Man does not live by food alone

Dateline 50,000 BC:

An epidemic of physical disease swept across the grassland of Southern Africa and the people were becoming sick and unhappy. Normally strong bodies grew weaker with each passing day. Hunters complained about a lack of vitality and their spirits were in chaos. Something was clearly wrong.

And so it was that the elders called for a gathering of the tribes. People came from all across the bioregion, walking long distances to reach a sacred ground at the confluence of two great rivers. Here they gathered, feasted, held ceremonies and danced. They called upon the spirits to visit their bodies and bring healing to the land. Then, when the moment was right, they sat in a circle and passed the talking stick from one to the next, each given a voice and an opportunity to be heard.

Opinions were many and varied widely. Some spoke of problems with the water and the food. Some said that it was the red berries that were making people sick and that things would get better in a new season. Others claimed that the weather was the source of their troubles and they must migrate to a new region to the north. Some spoke of signs that appeared in the behavior of animals and the movements of the night sky. Still others said that their spirits were out of alignment with the ancestors and that the shamans must intervene to create a new relationship with the world.

The conversation spanned several days and nights, voices and visions weaving together into a tapestry of deeper understanding. No final agreement was reached, but the elders returned to their tribes with a new set of ideas for reclaiming their vitality. In the days that followed, each tribe followed a different path, but all could hear the echoes of one another’s voices.

I recently returned home from the Ancestral Health Symposium 2012, held at Harvard Law School, August 9-11. Like last year, this was a powerful event with great enthusiasms, passionate opinions and excellent information. The organizers at the Ancestral Health Society deserve a big shout out for putting it all together. An event of this size is a huge undertaking with thousands of moving parts, hidden details and last-minute surprises. These people deserve our gratitude and our thanks.

That said, there were some notable weaknesses in the conference, just as there are in the modern Paleo movement as a whole. To put it bluntly, the modern Paleo movement is exceedingly narrow in scope. It is mostly about food, biochemistry and research presentations. In other words, it is not well-rounded. This point was neatly summed up in a post-conference blog post by Brandon Sewall at Primitive Movement  “If this symposium is going to grow and influence, it needs range.”

A comprehensive Paleo study would be a multi-faceted, multi-disciplinary process that integrates the totality of primal human experience. It would be both broad and deep, both classically academic and romantically creative. It would include both science and the humanities. It would include a vast range of studies, disciplines and arts. Paleo is about food, yes, but it’s also about exposure, the raw experience of living on the land, embedded in the natural world.

 

holismT

 

In this respect, the modern Paleo movement is not even close to being holistic.  “Paleo” has become so tightly linked to diet that scarcely anything else enters the conversation. For most people, “Paleo" equals "Paleo diet.” Unfortunately, this one-dimensional focus eliminates a vast range of content and experience. In fact, our current obsession with food constitutes a kind of cognitive-cultural eating disorder: we have become “binge eaters,” gorging ourselves on food information while simultaneously ignoring most of the other qualities and experiences that contribute to a truly healthy, well-rounded life. Primal people would find our obsession with food to be incomprehensible and out of balance.
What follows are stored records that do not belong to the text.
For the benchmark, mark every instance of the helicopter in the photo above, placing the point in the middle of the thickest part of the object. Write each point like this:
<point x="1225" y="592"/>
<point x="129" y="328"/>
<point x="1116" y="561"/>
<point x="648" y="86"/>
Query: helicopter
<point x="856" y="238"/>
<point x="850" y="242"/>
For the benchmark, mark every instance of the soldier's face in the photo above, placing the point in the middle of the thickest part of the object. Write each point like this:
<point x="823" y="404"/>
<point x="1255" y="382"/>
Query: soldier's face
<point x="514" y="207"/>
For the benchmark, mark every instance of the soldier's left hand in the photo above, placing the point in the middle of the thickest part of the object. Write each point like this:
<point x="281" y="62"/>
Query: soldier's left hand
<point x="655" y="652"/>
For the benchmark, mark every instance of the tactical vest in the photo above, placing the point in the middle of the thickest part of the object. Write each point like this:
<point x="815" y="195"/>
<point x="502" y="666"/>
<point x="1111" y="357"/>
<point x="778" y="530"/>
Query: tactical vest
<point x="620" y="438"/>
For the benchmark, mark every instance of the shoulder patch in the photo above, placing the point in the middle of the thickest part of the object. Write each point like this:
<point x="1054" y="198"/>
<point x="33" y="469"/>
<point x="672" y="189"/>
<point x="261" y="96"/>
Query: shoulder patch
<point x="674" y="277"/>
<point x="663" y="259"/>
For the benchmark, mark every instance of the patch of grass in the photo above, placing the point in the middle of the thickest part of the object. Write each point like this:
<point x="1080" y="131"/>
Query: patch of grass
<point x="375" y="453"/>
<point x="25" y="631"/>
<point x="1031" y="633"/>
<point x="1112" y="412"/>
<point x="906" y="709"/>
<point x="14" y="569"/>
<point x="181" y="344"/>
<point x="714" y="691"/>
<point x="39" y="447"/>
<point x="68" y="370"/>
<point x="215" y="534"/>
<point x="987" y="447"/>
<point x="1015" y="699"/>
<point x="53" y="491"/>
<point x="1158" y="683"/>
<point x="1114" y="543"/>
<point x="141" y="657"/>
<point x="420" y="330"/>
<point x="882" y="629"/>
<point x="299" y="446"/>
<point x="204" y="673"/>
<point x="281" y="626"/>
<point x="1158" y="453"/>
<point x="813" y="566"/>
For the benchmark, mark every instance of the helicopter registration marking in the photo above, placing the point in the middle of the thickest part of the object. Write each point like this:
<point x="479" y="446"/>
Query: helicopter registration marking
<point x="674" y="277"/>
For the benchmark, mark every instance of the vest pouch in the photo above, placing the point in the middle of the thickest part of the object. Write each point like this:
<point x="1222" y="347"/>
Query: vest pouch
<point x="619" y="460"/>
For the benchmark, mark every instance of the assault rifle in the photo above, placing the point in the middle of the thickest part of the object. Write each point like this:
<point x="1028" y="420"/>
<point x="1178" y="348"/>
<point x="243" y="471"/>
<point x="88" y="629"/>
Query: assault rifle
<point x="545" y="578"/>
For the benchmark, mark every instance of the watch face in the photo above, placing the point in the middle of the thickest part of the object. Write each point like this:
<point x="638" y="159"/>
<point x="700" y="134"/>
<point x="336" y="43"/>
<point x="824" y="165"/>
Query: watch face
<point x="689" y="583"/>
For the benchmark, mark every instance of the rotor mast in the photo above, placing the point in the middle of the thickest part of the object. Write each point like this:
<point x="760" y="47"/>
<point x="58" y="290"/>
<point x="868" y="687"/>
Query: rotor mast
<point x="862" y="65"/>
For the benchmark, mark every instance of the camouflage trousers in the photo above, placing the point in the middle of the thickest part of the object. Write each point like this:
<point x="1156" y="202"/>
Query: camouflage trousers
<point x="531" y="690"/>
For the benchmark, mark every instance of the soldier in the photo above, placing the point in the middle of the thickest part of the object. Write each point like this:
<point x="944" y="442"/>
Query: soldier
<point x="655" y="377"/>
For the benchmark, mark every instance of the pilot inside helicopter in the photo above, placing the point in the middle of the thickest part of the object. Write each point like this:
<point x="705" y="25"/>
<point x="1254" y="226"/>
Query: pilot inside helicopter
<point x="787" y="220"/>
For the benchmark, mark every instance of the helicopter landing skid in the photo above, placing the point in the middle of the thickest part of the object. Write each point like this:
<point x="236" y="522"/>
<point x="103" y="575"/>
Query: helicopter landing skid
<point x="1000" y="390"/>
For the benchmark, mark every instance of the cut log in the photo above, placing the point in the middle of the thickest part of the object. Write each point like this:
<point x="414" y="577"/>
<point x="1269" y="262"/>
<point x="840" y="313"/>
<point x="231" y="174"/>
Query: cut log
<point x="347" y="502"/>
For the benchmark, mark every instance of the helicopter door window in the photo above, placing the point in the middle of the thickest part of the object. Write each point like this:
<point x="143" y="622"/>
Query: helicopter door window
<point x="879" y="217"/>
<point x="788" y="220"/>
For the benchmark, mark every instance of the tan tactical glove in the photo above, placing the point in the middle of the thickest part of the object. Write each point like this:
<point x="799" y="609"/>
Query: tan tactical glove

We get a feel for the state of the movement by noticing what we don’t see at AHS or on the typical Paleo blogs. For example, we don’t see native peoples or hear their perspective. We don’t hear much conversation about the body-habitat relationship. There’s not much talk about the hunting and gathering experience or about animal behavior. We don’t hear about sensation or the role of the nervous system. No one talks about bioregionalism, one of the most powerful concepts in the Paleo experience. Few people talk about our spiritual connection with the land or one another. Rarely do we see poetry, art, dance, dirt, sweat, emotion or blood.

To put it bluntly, the modern Paleo movement is simply too white. By this I don’t refer to skin color, although that well might be a valid claim. Rather, my point is that modern Paleo is too clean, too refined and too abstract. We have become so preoccupied with food, biochemistry and research ("My research can beat up your research!") that we are ignoring almost everything else.  Our method has become too academic and Cartesian; AHS12 was a neck-up symposium about a whole-body, whole-life predicament. Ironically, the modern Paleo movement has become as refined as the white grains and sugars that we are so quick to demonize. If white food will kill us, so too will white thinking and white action.

With these considerations in mind, I hereby issue this challenge to the modern Paleo movement:

  • Make it more holistic. Make it more inclusive. Give it more breadth.

  • Take a chance on diversity. Open the doors to more views on the ancestral experience.

  • Give food a rest. Nutrition is a mature discipline; we now know most of what we need to know.

  • Invite more authentic Paleo voices into the circle, especially Native peoples, shamans, hunters and trackers.

  • Embody the vision. Include more movement, more sensation and more touch.

  • Above all, include more color, more blood, more sweat, more emotion and more dirt into the process.

In other words, put more Africa into it.